The second part is the dynamic programming part. Go through the prices array and simulate sell or hold on each price point. Then you will get the maximum profit in the last element of the sell array.

Algorithm 1 is the more easily understandable solution, but does not pass big test cases.
Algorithm 2 is the solution that will pass the leetcode submission.

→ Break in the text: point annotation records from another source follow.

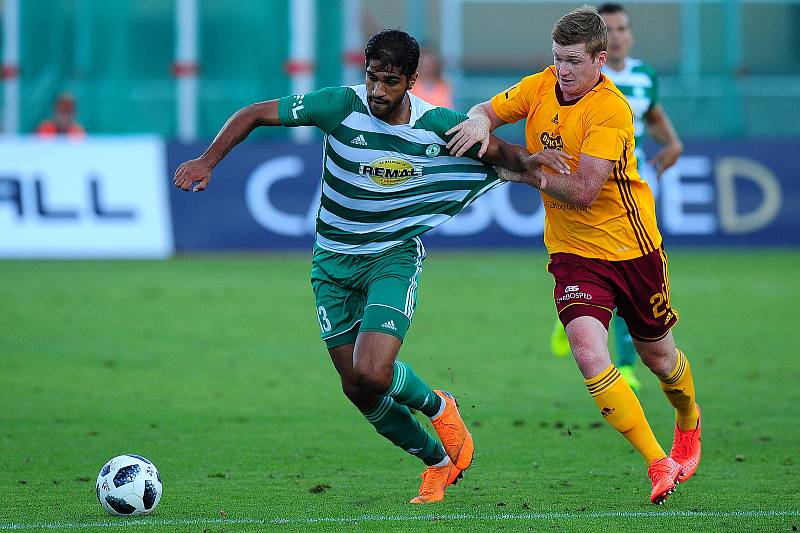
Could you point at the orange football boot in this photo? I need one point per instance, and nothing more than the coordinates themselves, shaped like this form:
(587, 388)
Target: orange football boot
(686, 448)
(664, 474)
(453, 433)
(435, 480)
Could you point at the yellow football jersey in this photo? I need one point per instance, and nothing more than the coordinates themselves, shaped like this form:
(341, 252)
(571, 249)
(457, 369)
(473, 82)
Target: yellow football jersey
(621, 223)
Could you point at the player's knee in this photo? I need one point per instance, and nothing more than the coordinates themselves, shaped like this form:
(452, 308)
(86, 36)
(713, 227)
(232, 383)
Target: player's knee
(373, 378)
(355, 392)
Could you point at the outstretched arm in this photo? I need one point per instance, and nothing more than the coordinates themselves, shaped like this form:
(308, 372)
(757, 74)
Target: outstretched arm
(579, 188)
(660, 128)
(196, 173)
(481, 121)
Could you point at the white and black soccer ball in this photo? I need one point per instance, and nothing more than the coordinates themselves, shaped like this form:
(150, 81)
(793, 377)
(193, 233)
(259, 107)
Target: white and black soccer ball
(129, 485)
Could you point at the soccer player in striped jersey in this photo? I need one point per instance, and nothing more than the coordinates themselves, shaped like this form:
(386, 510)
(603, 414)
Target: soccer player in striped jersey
(387, 179)
(638, 82)
(600, 230)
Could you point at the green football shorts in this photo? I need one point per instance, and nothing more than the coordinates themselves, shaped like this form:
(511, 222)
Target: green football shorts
(367, 292)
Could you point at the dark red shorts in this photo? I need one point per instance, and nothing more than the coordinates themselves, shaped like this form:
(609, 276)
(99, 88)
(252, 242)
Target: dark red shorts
(637, 288)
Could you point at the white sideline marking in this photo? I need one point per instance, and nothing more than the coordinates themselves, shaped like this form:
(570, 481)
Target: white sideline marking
(408, 518)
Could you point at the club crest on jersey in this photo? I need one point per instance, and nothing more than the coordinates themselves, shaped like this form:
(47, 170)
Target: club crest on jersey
(552, 142)
(389, 171)
(433, 150)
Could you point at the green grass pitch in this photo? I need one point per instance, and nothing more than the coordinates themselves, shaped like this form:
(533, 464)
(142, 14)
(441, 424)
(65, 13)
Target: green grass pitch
(213, 369)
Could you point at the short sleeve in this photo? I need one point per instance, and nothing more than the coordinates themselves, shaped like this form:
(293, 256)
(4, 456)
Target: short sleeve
(608, 131)
(514, 103)
(325, 108)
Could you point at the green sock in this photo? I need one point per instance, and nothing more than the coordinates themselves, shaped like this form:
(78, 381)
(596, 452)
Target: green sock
(408, 389)
(396, 423)
(625, 353)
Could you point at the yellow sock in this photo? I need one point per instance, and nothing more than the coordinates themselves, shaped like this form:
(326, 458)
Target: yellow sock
(679, 388)
(620, 407)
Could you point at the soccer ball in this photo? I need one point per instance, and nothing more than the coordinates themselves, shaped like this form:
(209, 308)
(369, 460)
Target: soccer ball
(129, 485)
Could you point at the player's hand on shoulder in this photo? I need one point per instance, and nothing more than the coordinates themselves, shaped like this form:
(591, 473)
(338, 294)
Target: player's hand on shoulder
(193, 174)
(555, 160)
(467, 133)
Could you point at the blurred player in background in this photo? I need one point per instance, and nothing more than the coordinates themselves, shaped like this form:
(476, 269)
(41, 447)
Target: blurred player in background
(601, 233)
(638, 82)
(63, 121)
(387, 179)
(431, 85)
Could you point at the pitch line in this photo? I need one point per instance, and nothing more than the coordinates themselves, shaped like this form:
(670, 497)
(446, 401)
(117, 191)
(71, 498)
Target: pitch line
(401, 518)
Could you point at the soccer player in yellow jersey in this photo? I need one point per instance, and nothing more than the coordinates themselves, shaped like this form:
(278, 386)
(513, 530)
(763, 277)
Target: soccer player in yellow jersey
(601, 233)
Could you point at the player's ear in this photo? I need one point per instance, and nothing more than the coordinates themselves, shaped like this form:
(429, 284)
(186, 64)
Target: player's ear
(412, 80)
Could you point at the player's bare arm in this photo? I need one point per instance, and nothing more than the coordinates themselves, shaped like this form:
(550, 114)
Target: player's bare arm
(481, 121)
(660, 128)
(197, 172)
(555, 160)
(580, 188)
(501, 154)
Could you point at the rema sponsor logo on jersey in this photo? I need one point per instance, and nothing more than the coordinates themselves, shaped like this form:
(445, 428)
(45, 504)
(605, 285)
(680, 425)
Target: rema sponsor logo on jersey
(550, 141)
(389, 171)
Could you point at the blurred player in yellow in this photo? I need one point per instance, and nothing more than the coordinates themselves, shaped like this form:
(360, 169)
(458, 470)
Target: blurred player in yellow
(639, 83)
(601, 233)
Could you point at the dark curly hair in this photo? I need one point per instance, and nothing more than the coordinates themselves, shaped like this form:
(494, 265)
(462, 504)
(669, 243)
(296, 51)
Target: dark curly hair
(394, 48)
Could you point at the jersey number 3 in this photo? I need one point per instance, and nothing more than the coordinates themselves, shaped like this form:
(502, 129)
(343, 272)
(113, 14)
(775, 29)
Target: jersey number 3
(324, 323)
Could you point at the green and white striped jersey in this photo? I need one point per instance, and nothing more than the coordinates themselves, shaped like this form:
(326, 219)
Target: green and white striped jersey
(638, 82)
(384, 184)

Algorithm 1: Does not pass big test cases

public class Solution {
    private Integer[][] maxProfitCache;
    private int[] prices;
    
    public int maxProfit(int k, int[] prices) {
        maxProfitCache = new Integer[prices.length][prices.length];
        this.prices = prices;
        return maxProfit(k, 0, prices.length - 1);
    }
    
    private int maxProfit(int k, int first, int last) {
        if (first >= last) return 0;
        int max = maxProfit(first, last);
        if (k == 1) return max;
        
        for (int i = first + 1; i < last; i++) {
            max = Math.max(max, maxProfit(k - 1, first, i) + maxProfit(i, last));
        }
        return max;
    }
    
    private int maxProfit(int first, int last) {
        Integer cached = maxProfitCache[first][last];
        if (cached != null) return cached;

        int max = 0;
        int lowest = prices[first];
        for (int i = first + 1; i <= last; i++) {
            lowest = Math.min(lowest, prices[i]);
            max = Math.max(max, prices[i] - lowest);
        }
        
        maxProfitCache[first][last] = max;
        return max;
    }
}

Algorithm 2: Dynamic Programming

public class Solution {
    public int maxProfit(int k, int[] prices) {
        int length = prices.length;
        if (length < 2) return 0;
        
        // Simple case.
        if (k >= length / 2) {
            int profit = 0;
            for (int i = 1; i < length; i++) {
                profit += Math.max(prices[i] - prices[i - 1], 0);
            }
            return profit;
        }
        
        // Dynamic programming.
        int[] hold = new int[k + 1];
        int[] sell = new int[k + 1];
        
        Arrays.fill(hold, Integer.MIN_VALUE);

        for (int price: prices) {
            for (int i = 1; i <= k; i++) {
                sell[i] = Math.max(sell[i], hold[i] + price);
                hold[i] = Math.max(hold[i], sell[i - 1] - price);
            }
        }
        
        return sell[k];
    }
}